Data Broker Services : De-Identification Services

Removing identifying information from patient data so that data cannot be linked to a specific person, mitigates privacy risks to individuals and reduces risk to the organization by minimizing the potential for data breaches. There is also no requirement to obtain authorizations/consents for use of de-identified data. De-identification thereby supports the secondary use of data for life sciences research as well as quality assurance, comparative effectiveness studies, precision medicine initiatives and other endeavors. De-identification attempts to balance the contradictory goals of using and sharing personal information while protecting privacy. Please note, use of de-identified data for Human Subject research, will still generally need IRB review.

The HIPAA Privacy Rule and associated guidance provides two methods for de-identification of health information:

  • Expert Determination Method: A person with appropriate knowledge of and experience with generally accepted statistical and scientific principles and methods for rendering information not individually identifiable:
    • Applying such principles and methods, determines that the risk is very small that the information could be used, alone or in combination with other reasonably available information, by an anticipated recipient to identify an individual who is a subject of the information; and
    • Documents the methods and results of the analysis that justify such determination.
  • Safe Harbor Method: (i) The 18 identifiers defined in the HIPAA Privacy Rule (45 CFR 164.514(b)(2)) as they pertain to the individual (or of relatives, employers, or household members of the individual) are removed and (ii) the covered entity does not have actual knowledge that the information could be used alone or in combination with other information to identify an individual who is a subject of the information

De-identification leads to information loss which may limit the usefulness of the resulting health information in certain circumstances. This is particularly true for the safe harbor method which utilizes a strict, inflexible approach. The expert method takes a risk-based approach that applies current standards and best practices from de-identification research.

The Office of Privacy & Data Security, in conjunction with UHealth IT, provides services that can de-identify clinical data sets utilizing software solutions from Privacy Analytics, a market leader in the expert de-identification method. As with the safe harbor method, all direct identifiers such as name, social security number, medical record number, email address etc. must still be removed or masked. However, depending on the data sets, the expert method may allow greater flexibility in the handling of indirect identifiers such as, for example, zip code and dates of event. This results in potentially richer data sets that better preserves the analytical qualities of the data while simultaneously seeking an appropriately low probability of re-identification.

Privacy Analytics provides one tool for use in de-identification of structured data. Please note that the software requires data sets with unique record identifiers. UHealth IT will perform the initial extract of the data and can provide guidance on what data fields are available, criteria for data selection etc. This data set will then be passed to the data broker for de-identification.

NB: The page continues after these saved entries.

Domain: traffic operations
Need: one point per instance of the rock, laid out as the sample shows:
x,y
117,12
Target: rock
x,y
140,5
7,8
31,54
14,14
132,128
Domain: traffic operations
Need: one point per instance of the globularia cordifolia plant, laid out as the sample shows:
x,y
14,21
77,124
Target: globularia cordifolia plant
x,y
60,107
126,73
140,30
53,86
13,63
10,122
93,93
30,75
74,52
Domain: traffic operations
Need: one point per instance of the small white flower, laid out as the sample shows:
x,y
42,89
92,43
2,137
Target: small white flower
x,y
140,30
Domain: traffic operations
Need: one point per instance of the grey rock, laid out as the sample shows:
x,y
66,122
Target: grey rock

The de-identification process is an iterative one, where multiple passes may be required through the data set to achieve a sufficiently low risk level. So using a date of birth (DOB) field as an example, generally speaking, de-identified data sets will not include the full date MM\DD\YYYY. An initial pass may be removing the DD component (really replacing all occurrences of actual DD with 01). So effectively the data set will be left with accurate month and year of the DOB MM\YYYY. This could yield an acceptable risk level and if so, the de-identified data set will include that level of precision i.e. accurate month and year of the original date. However, if the risk of re-identification is still above a threshold value, then another pass may be necessary requiring the removal of the month component. So in effect, for the net result to be a data set with an appropriately low level of re-identification, then potentially only the year YYYY component can be retained out of the DOB field. There is also an option to shift dates so that the entire date format is retained. All the dates for a particular patient can be shifted in a manner that attempts to maintain the relationship between different dates.

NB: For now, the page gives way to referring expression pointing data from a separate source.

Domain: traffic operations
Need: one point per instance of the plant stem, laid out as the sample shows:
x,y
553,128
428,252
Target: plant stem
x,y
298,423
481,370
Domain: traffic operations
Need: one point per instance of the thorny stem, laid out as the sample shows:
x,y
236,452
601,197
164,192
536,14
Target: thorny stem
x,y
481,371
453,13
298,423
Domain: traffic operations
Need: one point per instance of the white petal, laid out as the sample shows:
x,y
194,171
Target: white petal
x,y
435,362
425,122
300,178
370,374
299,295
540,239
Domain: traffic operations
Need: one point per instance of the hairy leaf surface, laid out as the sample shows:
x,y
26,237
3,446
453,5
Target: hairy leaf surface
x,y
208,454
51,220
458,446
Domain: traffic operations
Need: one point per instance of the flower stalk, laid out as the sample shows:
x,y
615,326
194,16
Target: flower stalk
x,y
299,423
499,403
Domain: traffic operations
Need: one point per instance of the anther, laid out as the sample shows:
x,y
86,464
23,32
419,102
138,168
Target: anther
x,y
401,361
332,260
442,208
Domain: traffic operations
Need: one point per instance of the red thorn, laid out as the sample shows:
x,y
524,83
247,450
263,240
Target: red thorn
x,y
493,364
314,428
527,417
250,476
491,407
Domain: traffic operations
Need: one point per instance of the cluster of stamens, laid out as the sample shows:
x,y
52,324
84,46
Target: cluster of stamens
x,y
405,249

Hence this process may require frequent interaction and communication between the requestor and data broker to come to an acceptable solution that both acceptably de-identifies the data while retaining the analytical usefulness to the recipient.

Uniquely, Privacy Analytics also offers another tool for de-identification of unstructured data such as progress notes. Note that the unstructured data set (one single field containing free form text, for example) must be a separate and distinct data set from any structured data. These are two distinct tools that are run separately against their respective targets, so one tool is used only for structured data and the other tool is run against only unstructured data. This tool uses natural language processing techniques to detect personally identifiable information (PII) in unstructured text such as names, locations, IDs, CPT codes, age, dates, phone numbers and email addresses. Once this information is detected, there are multiple options to handle including masking (replacing the characters with *****) or replacing (a similar value is chosen at random to realistically mask the personal information, e.g. Bob Smith is replaced with John Jefferies).